Single by Edoardo Vianello

from the album Io sono Edoardo Vianello
- B-side: "Il Cicerone"
- Released: 1963
- Genre: Pop
- Length: 2:29
- Label: RCA
- Songwriters: Edoardo Vianello and Carlo Rossi

Edoardo Vianello singles chronology
| "Ti amo perché" (1962) | "Abbronzatissima" (1963) | "I Watussi" (1963) |

= Abbronzatissima =

"Abbronzatissima" (/it/; Italian for "Very tanned") is a song composed by Edoardo Vianello and Carlo Rossi, and performed by Vianello. Ennio Morricone served as arranger.
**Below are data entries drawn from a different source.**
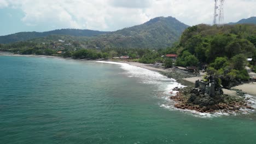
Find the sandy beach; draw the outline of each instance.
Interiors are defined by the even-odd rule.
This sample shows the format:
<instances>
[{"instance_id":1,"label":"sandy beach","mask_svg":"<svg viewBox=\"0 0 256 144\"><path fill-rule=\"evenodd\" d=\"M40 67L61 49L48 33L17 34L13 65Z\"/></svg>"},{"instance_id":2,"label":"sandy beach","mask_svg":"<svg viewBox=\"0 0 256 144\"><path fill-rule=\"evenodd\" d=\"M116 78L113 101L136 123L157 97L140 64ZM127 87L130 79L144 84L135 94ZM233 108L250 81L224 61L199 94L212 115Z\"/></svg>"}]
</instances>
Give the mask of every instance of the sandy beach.
<instances>
[{"instance_id":1,"label":"sandy beach","mask_svg":"<svg viewBox=\"0 0 256 144\"><path fill-rule=\"evenodd\" d=\"M44 56L44 55L2 55L9 56L47 57L47 58L62 58L62 59L65 59L84 61L84 59L72 59L71 58L63 58L61 57ZM143 64L143 63L140 63L138 62L121 61L118 61L117 62L125 63L129 64L133 66L141 67L142 68L150 70L158 71L159 73L161 73L161 72L166 73L166 72L168 72L169 70L170 70L168 69L165 69L160 67L157 68L156 67L155 67L155 65L152 64ZM183 80L188 82L189 83L195 83L196 80L200 80L201 79L202 79L203 75L203 74L201 73L200 74L200 75L199 76L193 77L190 77L190 78L185 78L185 79L183 79ZM232 88L240 89L240 90L242 90L243 92L246 92L250 95L256 96L256 82L250 83L245 83L240 86L232 87ZM231 91L231 90L226 89L223 89L223 92L224 94L228 94L230 95L236 95L236 92L234 91Z\"/></svg>"},{"instance_id":2,"label":"sandy beach","mask_svg":"<svg viewBox=\"0 0 256 144\"><path fill-rule=\"evenodd\" d=\"M202 76L201 75L201 76L184 79L184 80L195 83L196 80L201 80L202 78ZM235 86L234 87L232 87L232 88L240 89L242 90L243 92L246 92L250 95L256 96L256 82L245 83L237 86ZM234 91L230 91L229 89L223 88L223 92L225 94L228 94L230 95L236 95L236 92Z\"/></svg>"}]
</instances>

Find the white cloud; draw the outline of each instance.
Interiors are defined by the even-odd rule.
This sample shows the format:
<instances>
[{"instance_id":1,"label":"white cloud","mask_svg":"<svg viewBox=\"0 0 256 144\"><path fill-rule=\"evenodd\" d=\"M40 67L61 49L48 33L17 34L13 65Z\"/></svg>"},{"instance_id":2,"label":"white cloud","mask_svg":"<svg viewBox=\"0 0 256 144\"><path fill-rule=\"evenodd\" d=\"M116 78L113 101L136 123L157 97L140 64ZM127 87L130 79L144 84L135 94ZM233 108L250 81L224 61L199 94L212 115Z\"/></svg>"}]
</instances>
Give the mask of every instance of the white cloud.
<instances>
[{"instance_id":1,"label":"white cloud","mask_svg":"<svg viewBox=\"0 0 256 144\"><path fill-rule=\"evenodd\" d=\"M0 8L7 7L8 3L5 0L0 0Z\"/></svg>"},{"instance_id":2,"label":"white cloud","mask_svg":"<svg viewBox=\"0 0 256 144\"><path fill-rule=\"evenodd\" d=\"M225 1L225 22L256 16L256 0ZM212 22L213 0L0 0L0 8L21 9L27 25L114 31L157 16L194 25Z\"/></svg>"}]
</instances>

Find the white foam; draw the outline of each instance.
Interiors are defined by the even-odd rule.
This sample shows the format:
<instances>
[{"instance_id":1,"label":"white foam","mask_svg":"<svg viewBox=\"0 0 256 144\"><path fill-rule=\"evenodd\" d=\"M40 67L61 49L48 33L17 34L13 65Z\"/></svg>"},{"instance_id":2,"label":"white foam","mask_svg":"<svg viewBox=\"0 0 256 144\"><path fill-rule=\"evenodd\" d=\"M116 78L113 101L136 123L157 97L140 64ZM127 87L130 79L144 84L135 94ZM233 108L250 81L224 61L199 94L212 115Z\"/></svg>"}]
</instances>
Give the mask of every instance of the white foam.
<instances>
[{"instance_id":1,"label":"white foam","mask_svg":"<svg viewBox=\"0 0 256 144\"><path fill-rule=\"evenodd\" d=\"M118 64L120 66L120 68L125 70L126 72L121 73L121 74L127 75L129 77L137 77L139 82L148 84L155 85L158 86L158 89L157 91L160 93L158 95L165 100L164 104L159 104L159 105L165 109L170 110L179 110L184 112L188 112L192 114L193 116L203 118L210 118L219 117L221 116L236 115L235 112L230 111L224 112L221 110L216 112L213 113L202 113L195 110L181 110L177 109L174 106L175 102L170 99L170 96L174 96L177 93L177 91L173 91L173 89L178 87L179 88L184 87L184 86L176 82L176 80L173 79L169 79L167 77L161 75L160 74L153 71L147 69L133 66L129 64L124 63L118 63L114 62L105 62L105 61L97 61L99 63L109 63ZM252 107L256 109L256 97L250 95L246 94L246 98L250 98L248 101L252 103L250 105ZM254 110L244 109L241 110L242 113L248 113Z\"/></svg>"}]
</instances>

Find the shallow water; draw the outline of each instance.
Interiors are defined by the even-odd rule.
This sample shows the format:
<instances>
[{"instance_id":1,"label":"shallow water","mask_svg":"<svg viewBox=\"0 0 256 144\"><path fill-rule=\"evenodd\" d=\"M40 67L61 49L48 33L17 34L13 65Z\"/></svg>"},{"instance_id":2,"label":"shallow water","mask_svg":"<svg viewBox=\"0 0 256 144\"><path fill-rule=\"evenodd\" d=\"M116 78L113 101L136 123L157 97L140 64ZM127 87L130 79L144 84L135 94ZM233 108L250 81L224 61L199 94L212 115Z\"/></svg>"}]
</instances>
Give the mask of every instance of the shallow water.
<instances>
[{"instance_id":1,"label":"shallow water","mask_svg":"<svg viewBox=\"0 0 256 144\"><path fill-rule=\"evenodd\" d=\"M200 116L125 64L0 56L1 143L255 143L256 113Z\"/></svg>"}]
</instances>

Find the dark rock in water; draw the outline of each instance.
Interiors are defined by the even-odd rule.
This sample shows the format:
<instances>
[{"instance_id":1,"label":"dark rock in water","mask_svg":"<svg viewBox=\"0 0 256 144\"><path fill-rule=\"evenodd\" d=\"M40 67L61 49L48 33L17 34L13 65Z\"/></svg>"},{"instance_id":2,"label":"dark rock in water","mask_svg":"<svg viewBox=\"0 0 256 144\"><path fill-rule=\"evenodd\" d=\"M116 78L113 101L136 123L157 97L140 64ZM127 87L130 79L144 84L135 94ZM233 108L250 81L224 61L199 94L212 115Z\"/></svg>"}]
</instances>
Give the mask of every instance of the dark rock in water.
<instances>
[{"instance_id":1,"label":"dark rock in water","mask_svg":"<svg viewBox=\"0 0 256 144\"><path fill-rule=\"evenodd\" d=\"M210 83L203 82L196 83L195 87L185 87L177 95L170 98L178 102L174 106L178 109L196 110L200 112L213 112L219 110L227 111L238 111L241 108L253 109L247 105L244 97L234 97L223 94L218 80L211 77ZM240 95L245 93L236 89Z\"/></svg>"}]
</instances>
The single, considered an instant classic in Italy, peaked for two weeks at the first place of the Italian hit parade and sold over 6.5 million copies.

==Track listing==
- 7" single – PM45-3200
1. "Abbronzatissima" (Edoardo Vianello, Carlo Rossi) – 2:29
2. "Il cicerone" (Edoardo Vianello, Carlo Rossi) – 	 2:28

==Certifications==

| Region | Certification | Certified units/sales |
| Italy (FIMI) Sales from 2009 | Gold | 50,000^{‡} |
^{‡} Sales+streaming figures based on certification alone.